Evidential Transformers for Improved Image Retrieval
Danilo Dordevic, Suryansh Kumar

TL;DR
This paper presents the Evidential Transformer, a probabilistic model that enhances image retrieval robustness and accuracy by integrating uncertainty estimation and global context, outperforming previous methods on standard datasets.
Contribution
Introduction of the Evidential Transformer with probabilistic methods and global context architecture for improved and reliable image retrieval.
Findings
Achieved state-of-the-art results on SOP and CUB-200-2011 datasets.
Demonstrated the effectiveness of evidential classification over traditional methods.
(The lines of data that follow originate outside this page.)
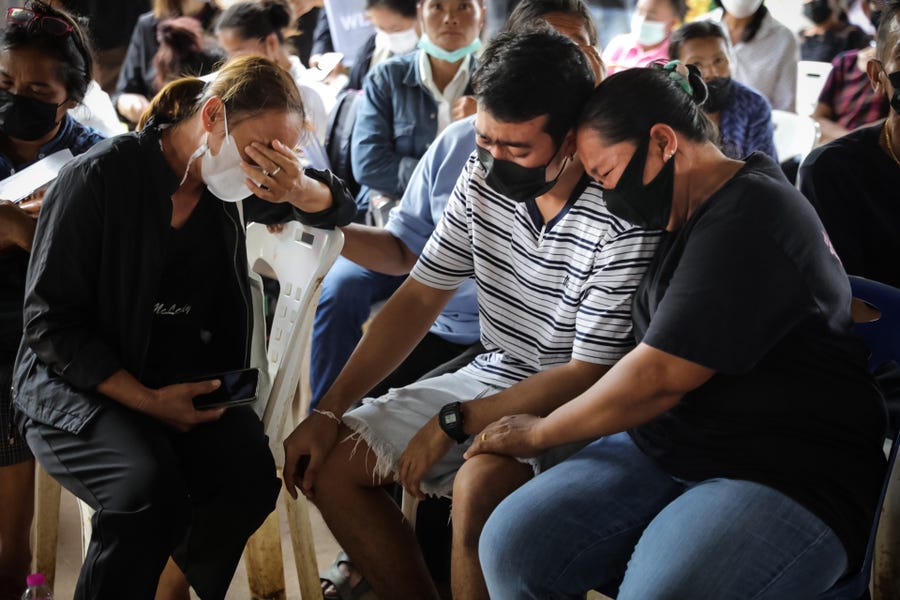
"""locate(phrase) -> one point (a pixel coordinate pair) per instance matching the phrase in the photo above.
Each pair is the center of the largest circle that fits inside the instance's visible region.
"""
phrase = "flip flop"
(341, 582)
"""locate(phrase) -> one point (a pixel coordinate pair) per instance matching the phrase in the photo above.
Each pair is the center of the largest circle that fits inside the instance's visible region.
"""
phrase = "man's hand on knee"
(424, 450)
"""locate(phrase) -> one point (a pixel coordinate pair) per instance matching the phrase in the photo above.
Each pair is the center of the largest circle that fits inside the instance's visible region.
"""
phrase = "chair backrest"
(339, 137)
(882, 336)
(298, 257)
(811, 77)
(795, 135)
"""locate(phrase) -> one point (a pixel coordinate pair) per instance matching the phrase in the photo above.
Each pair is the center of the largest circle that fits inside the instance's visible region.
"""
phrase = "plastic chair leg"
(304, 548)
(886, 560)
(263, 559)
(46, 524)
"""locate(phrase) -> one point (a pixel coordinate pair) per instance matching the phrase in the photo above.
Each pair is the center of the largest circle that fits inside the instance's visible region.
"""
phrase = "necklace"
(888, 143)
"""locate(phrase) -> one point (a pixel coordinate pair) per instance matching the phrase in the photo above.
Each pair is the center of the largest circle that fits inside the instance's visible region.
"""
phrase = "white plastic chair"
(795, 135)
(811, 77)
(298, 257)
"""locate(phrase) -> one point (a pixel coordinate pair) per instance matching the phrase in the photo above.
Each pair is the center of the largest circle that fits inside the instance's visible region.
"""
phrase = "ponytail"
(177, 101)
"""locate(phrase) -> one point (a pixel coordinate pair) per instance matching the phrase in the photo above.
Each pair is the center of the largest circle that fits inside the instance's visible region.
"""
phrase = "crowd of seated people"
(553, 243)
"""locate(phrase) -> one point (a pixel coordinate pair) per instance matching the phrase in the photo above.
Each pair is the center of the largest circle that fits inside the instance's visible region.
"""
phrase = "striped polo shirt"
(547, 292)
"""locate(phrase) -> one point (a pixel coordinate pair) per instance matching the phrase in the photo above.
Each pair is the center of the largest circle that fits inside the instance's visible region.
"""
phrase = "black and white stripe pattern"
(545, 294)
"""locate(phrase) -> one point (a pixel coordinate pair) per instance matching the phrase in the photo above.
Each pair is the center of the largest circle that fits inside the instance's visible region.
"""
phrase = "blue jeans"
(348, 292)
(610, 512)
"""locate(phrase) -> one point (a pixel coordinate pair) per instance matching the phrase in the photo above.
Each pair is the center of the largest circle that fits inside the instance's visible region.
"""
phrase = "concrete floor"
(69, 553)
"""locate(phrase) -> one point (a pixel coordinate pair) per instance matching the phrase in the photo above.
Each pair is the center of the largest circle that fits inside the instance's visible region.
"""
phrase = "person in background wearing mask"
(555, 274)
(742, 115)
(765, 51)
(853, 181)
(255, 28)
(138, 283)
(848, 100)
(135, 86)
(708, 477)
(396, 33)
(45, 69)
(830, 32)
(651, 26)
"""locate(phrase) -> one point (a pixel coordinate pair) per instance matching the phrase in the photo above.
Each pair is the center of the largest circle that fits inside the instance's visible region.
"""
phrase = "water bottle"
(37, 588)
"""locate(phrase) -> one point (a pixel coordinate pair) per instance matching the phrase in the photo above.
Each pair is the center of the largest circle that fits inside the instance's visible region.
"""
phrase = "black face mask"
(817, 11)
(514, 181)
(894, 78)
(25, 118)
(647, 206)
(719, 91)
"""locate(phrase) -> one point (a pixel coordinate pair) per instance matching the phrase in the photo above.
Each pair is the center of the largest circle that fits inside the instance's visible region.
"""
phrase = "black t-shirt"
(750, 288)
(854, 185)
(824, 47)
(189, 303)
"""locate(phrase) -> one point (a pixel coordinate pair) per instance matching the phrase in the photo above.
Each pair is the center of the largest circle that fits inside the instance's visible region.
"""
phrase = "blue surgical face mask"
(435, 51)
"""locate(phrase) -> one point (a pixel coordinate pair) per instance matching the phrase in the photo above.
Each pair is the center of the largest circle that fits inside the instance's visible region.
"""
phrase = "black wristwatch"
(450, 419)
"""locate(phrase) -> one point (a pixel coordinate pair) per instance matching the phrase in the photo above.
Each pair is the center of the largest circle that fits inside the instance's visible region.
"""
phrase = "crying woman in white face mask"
(651, 26)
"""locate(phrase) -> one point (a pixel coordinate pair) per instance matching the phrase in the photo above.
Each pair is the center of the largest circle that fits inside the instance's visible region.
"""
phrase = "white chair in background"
(795, 135)
(298, 257)
(811, 77)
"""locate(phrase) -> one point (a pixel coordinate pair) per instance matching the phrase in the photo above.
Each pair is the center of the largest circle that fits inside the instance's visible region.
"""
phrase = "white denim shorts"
(388, 423)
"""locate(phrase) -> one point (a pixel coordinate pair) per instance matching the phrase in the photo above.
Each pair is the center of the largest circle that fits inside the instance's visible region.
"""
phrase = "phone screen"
(238, 387)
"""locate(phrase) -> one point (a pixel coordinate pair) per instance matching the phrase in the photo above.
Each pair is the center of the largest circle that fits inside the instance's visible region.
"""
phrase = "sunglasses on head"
(25, 17)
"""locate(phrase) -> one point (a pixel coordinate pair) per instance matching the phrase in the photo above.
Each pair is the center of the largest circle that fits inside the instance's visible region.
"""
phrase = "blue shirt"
(395, 123)
(415, 218)
(745, 124)
(73, 135)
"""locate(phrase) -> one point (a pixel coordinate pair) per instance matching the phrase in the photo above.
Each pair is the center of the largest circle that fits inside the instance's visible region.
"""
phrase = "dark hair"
(406, 8)
(525, 75)
(247, 85)
(755, 23)
(889, 14)
(72, 51)
(696, 30)
(180, 50)
(256, 20)
(529, 12)
(626, 105)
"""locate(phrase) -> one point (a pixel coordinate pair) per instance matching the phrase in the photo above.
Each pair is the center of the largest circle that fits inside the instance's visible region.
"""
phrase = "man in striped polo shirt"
(555, 273)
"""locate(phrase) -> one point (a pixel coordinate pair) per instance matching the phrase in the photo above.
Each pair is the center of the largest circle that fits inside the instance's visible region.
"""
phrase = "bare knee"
(349, 466)
(480, 485)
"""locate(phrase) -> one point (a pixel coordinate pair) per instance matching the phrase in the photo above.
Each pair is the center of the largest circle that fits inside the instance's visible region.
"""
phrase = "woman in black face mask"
(743, 115)
(45, 69)
(743, 433)
(829, 33)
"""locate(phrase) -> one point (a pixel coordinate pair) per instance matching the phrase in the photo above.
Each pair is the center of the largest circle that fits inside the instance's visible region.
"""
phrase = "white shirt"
(451, 93)
(768, 63)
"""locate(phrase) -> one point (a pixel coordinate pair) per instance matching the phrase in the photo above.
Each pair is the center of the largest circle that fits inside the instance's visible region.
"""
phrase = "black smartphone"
(238, 388)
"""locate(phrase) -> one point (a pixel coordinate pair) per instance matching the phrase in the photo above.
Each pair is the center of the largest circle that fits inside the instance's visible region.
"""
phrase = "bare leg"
(369, 525)
(17, 500)
(481, 484)
(173, 585)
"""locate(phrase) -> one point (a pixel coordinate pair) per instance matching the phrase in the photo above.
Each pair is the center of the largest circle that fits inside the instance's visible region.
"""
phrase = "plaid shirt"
(849, 94)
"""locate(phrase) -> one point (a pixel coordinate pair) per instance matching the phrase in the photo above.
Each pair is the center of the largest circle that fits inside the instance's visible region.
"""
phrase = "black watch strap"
(451, 421)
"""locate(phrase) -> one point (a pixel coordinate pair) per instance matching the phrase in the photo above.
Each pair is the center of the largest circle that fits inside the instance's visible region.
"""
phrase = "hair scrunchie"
(675, 73)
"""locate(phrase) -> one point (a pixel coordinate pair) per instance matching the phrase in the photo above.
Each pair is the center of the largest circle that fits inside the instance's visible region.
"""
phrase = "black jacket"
(97, 259)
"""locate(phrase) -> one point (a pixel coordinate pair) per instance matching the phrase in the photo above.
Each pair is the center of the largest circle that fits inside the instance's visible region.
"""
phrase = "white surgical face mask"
(648, 33)
(741, 8)
(399, 42)
(222, 172)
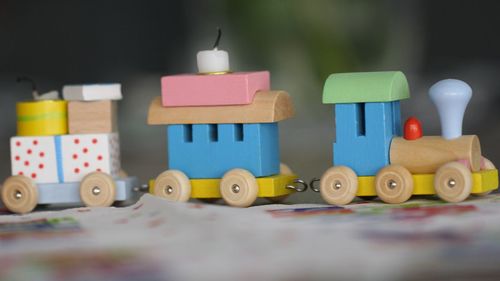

Established a new benchmark in content-based image retrieval.
Abstract
We introduce the Evidential Transformer, an uncertainty-driven transformer model for improved and robust image retrieval. In this paper, we make several contributions to content-based image retrieval (CBIR). We incorporate probabilistic methods into image retrieval, achieving robust and reliable results, with evidential classification surpassing traditional training based on multiclass classification as a baseline for deep metric learning. Furthermore, we improve the state-of-the-art retrieval results on several datasets by leveraging the Global Context Vision Transformer (GC ViT) architecture. Our experimental results consistently demonstrate the reliability of our approach, setting a new benchmark in CBIR in all test settings on the Stanford Online Products (SOP) and CUB-200-2011 datasets.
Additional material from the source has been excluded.